Social shopping mungkin masih terdengar asing bagi kita, namun banyak masyarakat yang belum menyadari bahwa mereka aktif melakukan social shopping. Social shopping memang berbeda dengan e-commerce karena social shopping biasanya para penjual/seller menggunakan social media sebagai katalog barang untuk melakukan penjualan, kemudian buyer(pembeli) dan seller (penjual) melakukan transaksi pemesanan menggunakan socialmedia yang dilanjutkan pembayaran secara terpisah.
Indonesia secara geografis terdiri dari ribuan pulau yang menyebabkan masyarakat Indonesia lebih nyaman untuk berbelanja secara online, dengan berkembangan pengunaan social media di kalangan masyarakat Indoensia akhirnya social shopping juga mulai bergeliat dan berkembang pesat dengan estimasi transaksi sebanyak 2,7 juta transaksi dalam sehari.
Proses social shopping sebagai berikut:
- Pembeli memesan barang melalui social media seperti Line, Facebook, Line, Twitter.
- Pembeli melakukan pembayaran langsung via transfer ke penjual
- Pembeli mengirimkan bukti transfer ke penjual
- Penjual croscek transaksi di rekeningnya
- Penjual mengirimkan barang ke pembeli
Proses social shopping tersebut dilakukan secara manual dan social shopping ini setidaknya penjual membutuhkan waktu sekitar 15 hingga 20 menit per transaksi sehingga bila seorang seller melayani transaksi pembelian dengan memiliki resiko yang tinggi.
Bagi pembeli/buyer:
- Tidak ada jaminan keamanan karena harus melakukan pembayaran via transfer langsung ke rekening penjualnya. Hal ini sering terjadi misal barang tidak dikirim oleh penjual atau barang yang dikirim tidak sesuai dengan pesanan, sedangkan uang sudah masuk ke rekening penjualnya yang tentunya pembeli kesulitan meminta atau menarik kembali uang yang sudah ditransfer.
- Under Develop Law dimana belum ada hokum yang melindungi tentang social shopping, belum ada dasar hukum yang kuat bila terjadi penipuan social shopping.

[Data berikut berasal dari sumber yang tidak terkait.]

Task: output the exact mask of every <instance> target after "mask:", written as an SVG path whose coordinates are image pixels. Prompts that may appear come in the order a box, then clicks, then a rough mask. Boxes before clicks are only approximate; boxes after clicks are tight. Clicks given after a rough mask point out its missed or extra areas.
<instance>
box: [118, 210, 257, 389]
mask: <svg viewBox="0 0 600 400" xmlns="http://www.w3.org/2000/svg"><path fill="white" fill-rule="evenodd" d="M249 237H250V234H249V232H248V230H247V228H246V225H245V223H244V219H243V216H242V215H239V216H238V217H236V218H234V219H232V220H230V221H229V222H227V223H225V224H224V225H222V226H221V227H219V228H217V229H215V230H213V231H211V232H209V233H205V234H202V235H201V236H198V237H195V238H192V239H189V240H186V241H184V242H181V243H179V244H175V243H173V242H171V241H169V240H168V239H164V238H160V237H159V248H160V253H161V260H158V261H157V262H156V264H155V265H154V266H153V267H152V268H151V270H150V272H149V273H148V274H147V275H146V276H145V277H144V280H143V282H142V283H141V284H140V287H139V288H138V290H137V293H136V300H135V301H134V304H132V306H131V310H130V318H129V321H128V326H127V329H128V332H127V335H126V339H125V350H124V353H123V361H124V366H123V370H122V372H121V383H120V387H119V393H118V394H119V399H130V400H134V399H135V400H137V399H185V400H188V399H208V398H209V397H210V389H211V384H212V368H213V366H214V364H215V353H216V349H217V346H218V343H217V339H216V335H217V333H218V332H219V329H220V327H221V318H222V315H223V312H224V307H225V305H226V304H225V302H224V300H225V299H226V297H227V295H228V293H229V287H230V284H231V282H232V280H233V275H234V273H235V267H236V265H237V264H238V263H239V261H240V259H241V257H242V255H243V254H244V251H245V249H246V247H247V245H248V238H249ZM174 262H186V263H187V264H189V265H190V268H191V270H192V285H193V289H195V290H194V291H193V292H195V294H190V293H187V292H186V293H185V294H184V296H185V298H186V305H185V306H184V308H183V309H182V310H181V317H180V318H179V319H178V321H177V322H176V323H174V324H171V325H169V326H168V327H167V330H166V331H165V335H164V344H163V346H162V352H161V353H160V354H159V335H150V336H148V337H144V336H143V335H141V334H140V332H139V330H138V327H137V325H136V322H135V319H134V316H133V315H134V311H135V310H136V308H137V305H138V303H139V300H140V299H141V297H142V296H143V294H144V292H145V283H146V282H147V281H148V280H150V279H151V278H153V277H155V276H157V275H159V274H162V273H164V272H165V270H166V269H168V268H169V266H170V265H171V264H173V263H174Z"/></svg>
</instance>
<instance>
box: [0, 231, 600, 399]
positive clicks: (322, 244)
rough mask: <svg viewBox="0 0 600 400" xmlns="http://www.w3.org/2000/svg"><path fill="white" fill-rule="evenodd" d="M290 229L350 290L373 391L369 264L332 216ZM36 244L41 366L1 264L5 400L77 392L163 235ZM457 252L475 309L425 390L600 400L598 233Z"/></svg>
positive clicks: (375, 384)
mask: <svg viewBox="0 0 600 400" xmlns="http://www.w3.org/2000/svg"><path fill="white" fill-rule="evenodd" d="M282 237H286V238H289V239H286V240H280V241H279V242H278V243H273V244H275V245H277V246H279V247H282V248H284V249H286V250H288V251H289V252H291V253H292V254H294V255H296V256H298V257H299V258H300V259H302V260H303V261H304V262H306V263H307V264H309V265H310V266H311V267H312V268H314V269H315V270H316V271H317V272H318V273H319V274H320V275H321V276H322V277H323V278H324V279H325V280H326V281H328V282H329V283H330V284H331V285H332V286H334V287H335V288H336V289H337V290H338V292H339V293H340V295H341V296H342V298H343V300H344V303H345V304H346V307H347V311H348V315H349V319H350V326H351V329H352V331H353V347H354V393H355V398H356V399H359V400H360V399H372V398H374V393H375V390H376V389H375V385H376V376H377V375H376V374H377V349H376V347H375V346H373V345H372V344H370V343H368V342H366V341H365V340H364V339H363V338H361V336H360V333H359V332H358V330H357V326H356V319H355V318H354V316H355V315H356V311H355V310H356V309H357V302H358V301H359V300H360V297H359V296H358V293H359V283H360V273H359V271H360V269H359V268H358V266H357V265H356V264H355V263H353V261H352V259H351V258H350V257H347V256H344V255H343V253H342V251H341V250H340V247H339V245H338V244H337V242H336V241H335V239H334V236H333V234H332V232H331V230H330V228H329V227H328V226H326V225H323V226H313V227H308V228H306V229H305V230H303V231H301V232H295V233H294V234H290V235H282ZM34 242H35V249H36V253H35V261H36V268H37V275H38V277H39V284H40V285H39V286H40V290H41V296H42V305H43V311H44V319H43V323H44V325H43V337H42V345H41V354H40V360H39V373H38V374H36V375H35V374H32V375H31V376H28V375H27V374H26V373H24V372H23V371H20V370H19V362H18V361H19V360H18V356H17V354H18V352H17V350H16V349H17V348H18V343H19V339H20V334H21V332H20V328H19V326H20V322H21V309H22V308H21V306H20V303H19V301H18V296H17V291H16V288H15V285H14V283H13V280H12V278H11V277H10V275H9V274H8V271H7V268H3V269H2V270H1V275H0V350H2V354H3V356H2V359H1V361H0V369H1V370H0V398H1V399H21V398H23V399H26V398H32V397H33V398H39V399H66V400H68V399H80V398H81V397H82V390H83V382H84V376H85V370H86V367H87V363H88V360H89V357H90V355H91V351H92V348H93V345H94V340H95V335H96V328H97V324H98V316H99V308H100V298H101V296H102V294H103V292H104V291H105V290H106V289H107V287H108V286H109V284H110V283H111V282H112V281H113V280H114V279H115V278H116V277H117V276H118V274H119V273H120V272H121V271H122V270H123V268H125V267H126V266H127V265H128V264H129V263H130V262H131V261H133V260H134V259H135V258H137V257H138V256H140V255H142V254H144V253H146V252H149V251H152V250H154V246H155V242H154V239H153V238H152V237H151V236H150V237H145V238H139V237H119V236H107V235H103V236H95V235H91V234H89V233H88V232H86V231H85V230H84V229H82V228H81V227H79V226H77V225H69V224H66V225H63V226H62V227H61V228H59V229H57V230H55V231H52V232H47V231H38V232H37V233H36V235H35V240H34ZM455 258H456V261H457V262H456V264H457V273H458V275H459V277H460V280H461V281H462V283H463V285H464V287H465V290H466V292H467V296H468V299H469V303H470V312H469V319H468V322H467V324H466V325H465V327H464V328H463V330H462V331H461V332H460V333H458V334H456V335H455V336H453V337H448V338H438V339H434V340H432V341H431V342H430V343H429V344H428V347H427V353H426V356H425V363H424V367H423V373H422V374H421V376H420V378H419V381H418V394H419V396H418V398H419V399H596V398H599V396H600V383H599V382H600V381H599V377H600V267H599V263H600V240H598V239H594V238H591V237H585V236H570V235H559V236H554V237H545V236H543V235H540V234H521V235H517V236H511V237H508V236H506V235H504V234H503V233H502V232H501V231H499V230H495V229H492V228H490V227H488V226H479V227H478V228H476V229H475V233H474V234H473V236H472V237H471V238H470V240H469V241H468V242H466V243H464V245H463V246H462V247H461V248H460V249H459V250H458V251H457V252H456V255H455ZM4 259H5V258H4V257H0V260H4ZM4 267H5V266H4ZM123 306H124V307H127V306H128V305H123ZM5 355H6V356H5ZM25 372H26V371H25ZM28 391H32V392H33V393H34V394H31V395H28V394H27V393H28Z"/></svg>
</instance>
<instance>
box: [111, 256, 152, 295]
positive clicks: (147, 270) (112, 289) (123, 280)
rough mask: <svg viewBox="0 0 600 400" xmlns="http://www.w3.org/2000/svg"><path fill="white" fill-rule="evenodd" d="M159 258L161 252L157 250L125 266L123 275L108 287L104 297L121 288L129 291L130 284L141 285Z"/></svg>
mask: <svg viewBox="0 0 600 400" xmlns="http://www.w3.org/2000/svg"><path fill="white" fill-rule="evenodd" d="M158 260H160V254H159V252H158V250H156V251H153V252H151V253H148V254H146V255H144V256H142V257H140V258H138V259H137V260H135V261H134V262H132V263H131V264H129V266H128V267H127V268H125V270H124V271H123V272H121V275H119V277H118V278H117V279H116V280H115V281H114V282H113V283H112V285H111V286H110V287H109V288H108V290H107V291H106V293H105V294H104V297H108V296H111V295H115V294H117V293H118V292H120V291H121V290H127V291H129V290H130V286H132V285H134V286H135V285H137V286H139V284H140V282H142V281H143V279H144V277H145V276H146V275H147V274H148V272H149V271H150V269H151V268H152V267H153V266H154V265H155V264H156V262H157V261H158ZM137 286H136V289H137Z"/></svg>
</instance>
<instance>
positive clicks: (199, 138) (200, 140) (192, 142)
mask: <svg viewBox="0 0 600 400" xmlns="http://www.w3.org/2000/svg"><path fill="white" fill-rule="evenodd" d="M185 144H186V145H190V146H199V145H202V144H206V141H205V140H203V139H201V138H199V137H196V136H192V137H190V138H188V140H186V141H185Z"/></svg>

- Belum ada media atau pihak ketiga yang bisa membantu saat terjadi masalah social shopping.
Bagi penjual/seller:
- Proses melayani pesanan pembeli dilakukan secara manual yang membutuhkan waktu lama dan bila memiliki transaksi penjualan seribu buyer dalam sehari, tentunya seller akan memberikan data rekening penjual untuk pembayaran ke seribu buyer. Selanjutnya, harus cek bukti transfer yang dikirimkan oleh pembeli, kroscek ini benar-benar ribet dan memiliki resiko yang sangat besat untuk terjadi kesalahan saat pengecekan dan berresiko terjadinya penipuan.
Walaupun memiliki resiko yang tinggi namun hal ini tidak menyurutkan minat masyarakat Indonesia untuk melakukan social shopping, untuk itu diperlukan pihak ketiga dalam melakukan transaksi social shopping terutama disaat pembayaran.
SHOPPING PAYMENT REQUEST UANGKU
Sudah saya jelaskan diatas bahwa social shopping memiliki resiko yang tinggi dalam metode pembayarannya karena tidak ada pihak ketiga yang mendukung transaksi kedua belah pihak baik buyerdan seller. Inilah yang akhirnya hadir aplikasi mobile financial UANGKU dari PT Smartfren Telecom yang baru-baru ini mulai menambahkan fitur teranyar UANGKU yaitu fitur Shopping Payment Request.
Pada tanggal 30 Oktober 2016 berlokasi di D.Lab Building SMDV Jakarta diadakan Nangkring Kompasiana dengan mengundang para ladies Kompasianer dan narasumber Fanny Verona, selaku Marketing Director UANGKU dan Harris Maulana Kompasianer yang dipandu oleh MC yang seru Yozh Aditya.
Mbak Fanny mengenalkan fitur teranyar yang dimiliki UANGKU yaitu Shopping Payment Request, UANGKU yang memiliki warna biru muda ini memberikan jaminan keamanan dari penipuan dengan menjadi pihak ketiga dalam proses payment social shopping. Dengan visi FUNacially Better dimana UANGKU ingin merubah image instansi financialyang formal dan kaku berubah lebih menyenangkan bagi nasabahnya.